Cooper, qui avait également combattu aux côtés des YPG contre l’Etat islamique en Syrie, a écrit dans sa dernière lettre :
La victoire dans cette guerre est vitale pour la liberté non seulement du peuple ukrainien, mais pour celle de toute la région et au-delà. La dictature népotiste de Poutine s’étend bien au-delà de ses propres frontières pour maintenir son régime revanchard. . . L’impérialisme de Poutine représente un grand pourvoyeur de fascisme (indépendamment de ce que certains velléitaires virevoltants peuvent dire en salissant le nom d’antifascisme). . . Entre nos mains, il y a un monde à gagner et un combat qui demande de grands sacrifices. . . Pour nous et tous ceux qui font face à l’ombre de l’agression putiniste, il n’y a que la victoire ou la mort. Amour et lutte
Harris faisait partie d’une tradition internationaliste héroïque : enracinée dans une solidarité pratique et des relations significatives avec ceux qui luttent contre la tyrannie et l’impérialisme.
Malheureusement, cependant, ceux que Cooper a qualifiés de «transfuges» sont maintenant prêts à déterminer l’orientation officielle des Socialistes démocrates d’Amérique (DSA) – à moins que les internationalistes n’interviennent pour les arrêter.
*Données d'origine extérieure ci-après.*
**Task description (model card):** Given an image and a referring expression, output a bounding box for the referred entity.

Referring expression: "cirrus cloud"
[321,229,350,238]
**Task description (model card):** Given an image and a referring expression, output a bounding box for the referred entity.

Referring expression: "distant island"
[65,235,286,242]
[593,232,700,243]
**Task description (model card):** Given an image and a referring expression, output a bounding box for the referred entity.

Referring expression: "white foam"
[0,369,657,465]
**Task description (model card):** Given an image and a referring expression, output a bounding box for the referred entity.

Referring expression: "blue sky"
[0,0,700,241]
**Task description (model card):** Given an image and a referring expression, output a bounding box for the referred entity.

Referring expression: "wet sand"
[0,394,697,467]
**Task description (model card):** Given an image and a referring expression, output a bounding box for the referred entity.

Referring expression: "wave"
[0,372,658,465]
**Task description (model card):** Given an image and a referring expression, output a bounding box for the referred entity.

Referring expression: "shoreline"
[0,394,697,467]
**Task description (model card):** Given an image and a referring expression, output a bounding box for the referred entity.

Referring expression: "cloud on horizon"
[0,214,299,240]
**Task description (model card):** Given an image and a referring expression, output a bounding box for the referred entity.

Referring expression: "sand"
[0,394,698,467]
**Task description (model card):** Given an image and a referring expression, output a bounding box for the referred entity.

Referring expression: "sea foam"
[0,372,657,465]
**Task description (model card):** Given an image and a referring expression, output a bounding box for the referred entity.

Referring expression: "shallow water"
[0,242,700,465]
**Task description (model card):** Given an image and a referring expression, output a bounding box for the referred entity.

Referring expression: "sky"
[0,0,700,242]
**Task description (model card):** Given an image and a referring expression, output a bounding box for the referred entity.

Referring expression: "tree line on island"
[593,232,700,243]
Les jours à venir, en particulier, sont importants.
Le courant politique renégat, ou campiste, comprend l’impérialisme non pas comme la pratique d’un État qui domine la souveraineté populaire d’autres peuples, mais simplement et grossièrement comme tout ce que font les États-Unis dans la politique internationale. Ainsi, dans une inversion de la réalité, lorsque les États-Unis aident le peuple d’un autre pays à résister à la domination extérieure, cela compte pour eux comme de l’« impérialisme ». Ce faux anti-impérialisme conduit donc à une politique qui autorise objectivement l’impérialisme et nie la solidarité à ses victimes. La gauche syrienne Leila al-Shami a appelé cela « l’anti-impérialisme des idiots ». Le socialiste ukrainien Taras Bilous a fait écho à son langage dans sa Lettre à la gauche occidentale.
Les transfuges sont maintenant prêts à ancrer plus profondément ce faux anti-impérialisme dans la politique des DSA. Deux résolutions, qui devaient être soumises à la convention de l’organisation en août, engageraient DSA à demander l’arrêt complet de la fourniture d’armes à l’Ukraine. Comme première étape pour les arrêter, trois cents membres doivent s’inscrire pour soutenir chacun des deux amendements avant le 28 juin s’ils doivent être débattus (voir ici et ici pour lire et signer).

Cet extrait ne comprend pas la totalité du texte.